To clarify: Tyrrell succeeded in removing a substantial part of two vertebrae. This was not ideal, since it left a short section of the spinal cord unprotected from further injury; on the other hand, it removed the structures which had compressed of the cord and which threatened to damage it further. With the main part of the procedure complete, the surgeon was now anxious to find out whether it had made any difference. And it had:

The patient could now feel distinctly, on being pinched inside the thigh; which immediate return of sensation was beyond my most sanguine expectations. The edges of the wound were brought together by two sutures, dressed lightly with strips of adhesive plaster, and the patient removed to his ward, on the same bed, and in the same position. The operation occupied nearly an hour and an half, during which time the patient scarcely uttered a complaint.

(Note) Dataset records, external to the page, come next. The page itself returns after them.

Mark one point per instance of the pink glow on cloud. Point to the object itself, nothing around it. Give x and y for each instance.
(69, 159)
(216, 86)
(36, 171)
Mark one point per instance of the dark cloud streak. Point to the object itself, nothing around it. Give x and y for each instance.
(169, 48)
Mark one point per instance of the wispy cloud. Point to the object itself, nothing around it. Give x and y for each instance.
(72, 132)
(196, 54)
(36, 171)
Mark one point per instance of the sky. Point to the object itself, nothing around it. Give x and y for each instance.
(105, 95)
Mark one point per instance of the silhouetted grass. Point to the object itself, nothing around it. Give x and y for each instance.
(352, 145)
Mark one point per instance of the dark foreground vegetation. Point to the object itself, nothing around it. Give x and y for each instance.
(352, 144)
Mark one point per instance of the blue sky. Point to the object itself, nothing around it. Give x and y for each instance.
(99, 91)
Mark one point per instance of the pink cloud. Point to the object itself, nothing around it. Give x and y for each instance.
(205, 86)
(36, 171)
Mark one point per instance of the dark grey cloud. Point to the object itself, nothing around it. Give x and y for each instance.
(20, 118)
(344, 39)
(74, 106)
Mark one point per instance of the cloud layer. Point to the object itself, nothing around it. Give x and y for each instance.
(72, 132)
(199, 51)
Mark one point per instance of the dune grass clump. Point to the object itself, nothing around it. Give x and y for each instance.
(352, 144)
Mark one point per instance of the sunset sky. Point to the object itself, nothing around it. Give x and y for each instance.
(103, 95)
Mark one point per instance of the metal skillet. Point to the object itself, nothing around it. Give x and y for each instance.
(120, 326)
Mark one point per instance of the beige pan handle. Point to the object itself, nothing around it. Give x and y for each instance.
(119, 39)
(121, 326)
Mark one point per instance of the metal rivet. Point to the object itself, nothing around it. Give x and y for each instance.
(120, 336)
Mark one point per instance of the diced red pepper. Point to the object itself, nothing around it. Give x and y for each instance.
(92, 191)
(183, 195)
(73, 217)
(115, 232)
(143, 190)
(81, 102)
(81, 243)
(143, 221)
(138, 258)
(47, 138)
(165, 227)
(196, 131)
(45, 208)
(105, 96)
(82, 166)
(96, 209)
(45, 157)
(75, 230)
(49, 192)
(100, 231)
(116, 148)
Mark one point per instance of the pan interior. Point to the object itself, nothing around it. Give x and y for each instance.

He must have had the patience of a saint and the pain threshold of a woman in childbirth. Only now did he receive any pain relief:

Soon after being placed in his ward, he took thirty drops of the tincture of opium, as he expressed a wish for something to make him sleep. I saw him again at three o’clock, when he said he felt very comfortable; but did not appear to have more sensation than when removed to his ward after the operation; he had not slept, in consequence of which the tincture of opium was to be repeated in the evening.

‘More patience is required in the performance of this operation than skill,’ remarks Mr Tyrrell, ‘as it is extremely tedious, and requires much care in using the saw’.  He did not see his patient again until the early hours of the following morning, when he

was perfectly easy; had slept, and felt me pinch his toes: a very considerable oozing had taken place from the wound, more of a serous than sanguineous nature; his pulse was feeble; in consequence of which I directed him to take weak wine and water, when thirsty.

The ‘oozing’ was clear rather than bloody, generally seen as a good sign which indicated normal healing.

The signs were at first promising: sensation had apparently returned to his lower extremities, and the wound was apparently beginning to heal without any sign of infection.  But it soon became clear that he had no control over his bladder or bowels, which necessitated regular use of a catheter to drain urine. It was, in the end, this problem which killed him. After a week or so he reported severe pain in the lower abdomen, and it soon became clear that he had a bladder infection.  His condition deteriorated and after the infection spread he was unable to retain food or drink for any length of time. Opium, leeches and various medicines failed to improve his symptoms. A fortnight after the operation, Mr Tyrrell visited him and found him uncomfortable and suffering from a fever:

In the night he was very restless; and on one occasion, when the nurse quitted his bedside for a few moments, be nearly got out of bed, and was only prevented by her return; towards morning he became more quiet, but was evidently sinking, and he died about six o’clock on the 30th, having been perfectly sensible until within a short time of his death.

A post mortem revealed signs of extensive infection which had apparently begun in the bladder and spread to the surrounding organs, including the intestines. Although Tyrrell did not use the word, this was probably peritonitis, a potentially catastrophic infection which can rapidly spread through adjacent organs of the abdomen. The site of the operation, on the other hand, remained healthy, and Mr Tyrrell concludes his report with this upbeat observation:

The immediate, although partial, return of sensation in my patient, and the after gradual increase of feeling, are proofs that the operation was in a degree serviceable. The patient also lived long enough to show that the effects of the operation upon the parts immediately concerned in it, are not sufficient to afford any ground for objection to its performance.

Today it is well known that paralysed patients who cannot evacuate the bladder voluntarily require careful management to prevent infection. Frederick Tyrrell himself felt that regular use of the catheter might have saved the man’s life.  Of course it is impossible to know what would have happened if infection had been avoided, but from a distance of almost two centuries it appears that he came agonisingly close to a remarkable surgical triumph.